Jean-Michel Anctil s'est présenté Tel quel (le nom de son nouveau spectacle solo) devant une salle comble, «bien content d'être de retour à la maison», lui qui est né à Saint-Pascal de Kamouraska et a étudié à Québec. Dans un décor recherché de grenier où s'entassent des vieilleries de son ancienne tournée, Anctil consacre ses premiers numéros à expliquer pourquoi il s'est arrêté et raconte ce qui lui est arrivé ces dernières années.

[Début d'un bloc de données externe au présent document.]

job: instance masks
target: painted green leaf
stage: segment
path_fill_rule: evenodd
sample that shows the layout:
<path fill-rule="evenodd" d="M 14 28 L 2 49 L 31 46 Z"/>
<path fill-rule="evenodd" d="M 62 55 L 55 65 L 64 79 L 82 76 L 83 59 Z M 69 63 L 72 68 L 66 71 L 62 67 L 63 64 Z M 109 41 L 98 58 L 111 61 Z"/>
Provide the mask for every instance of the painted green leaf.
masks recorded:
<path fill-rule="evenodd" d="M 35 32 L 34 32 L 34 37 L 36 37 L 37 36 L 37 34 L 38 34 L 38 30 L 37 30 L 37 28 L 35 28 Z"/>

Les mots d'enfants de sa plus jeune, Marianne, surnommée «le yiable», les anecdotes de bricolage, une séance de massothérapie normalement relaxante mais plutôt intimidante... Il expose de façon parfois très réussie, parfois moins, diverses tranches de vie. Si le récit de son escapade familiale en motorisé dans Charlevoix fait moins rire, on se bidonne franchement à sa description des étapes de construction d'un carré de sable. En tout cas, l'homme de bientôt 43 ans a le mérite de ne pas avoir peur du ridicule.
En seconde partie, Jean-Michel Anctil prend pleine possession de ses moyens en incarnant ses personnages fétiches. Le public renoue d'abord avec une Préscilla amaigrie parce que amoureuse d'un jeunot de 20 ans qui l'aime, bien entendu, à sa juste valeur.
Anctil présente aussi de nouvelles figures dans un numéro sur l'itinérance. Le clochard Sylvain converse avec Botch et CB dans un discours qui se veut moins comique, mais plus touchant.
Femmes enflammées
Puis, l'humoriste enflamme la gente féminine avec son avocat misogyne et alcoolique. «Les femmes sur le marché du travail, c'est pas vite, vite. Dès qu'elles obtiennent leur permanence, qu'est-ce qu'elles font? Elles tombent enceintes! Y'a des femmes prêtes à scrapper leur corps pour être en congé...» lance-t-il, heureux de son effet, suscitant des ouuh! et des aaah! dans l'assistance.
Le metteur en scène et frère d'Anctil, Dominic, a bien vu en ramenant Rateau au dessert. Oh oui! Oh oui! L'attachant détraqué a été ovationné dès son entrée. On ne sait trop ce qu'il a déblatéré, mais sa présence, son énervement et ses simagrées ont suffi à mettre la cerise sur le sundae.
Un spectacle parfois émotif, parfois un peu simpliste en première partie, mais somme toute réussi pour l'humoriste chouchou des Québécois.
Jean-Michel Anctil occupe la salle Albert-Rousseau jusqu'à samedi, mais toutes les places sont vendues. Il sera de retour à Québec du 7 au 9 avril et du 11 au 13?novembre 2009.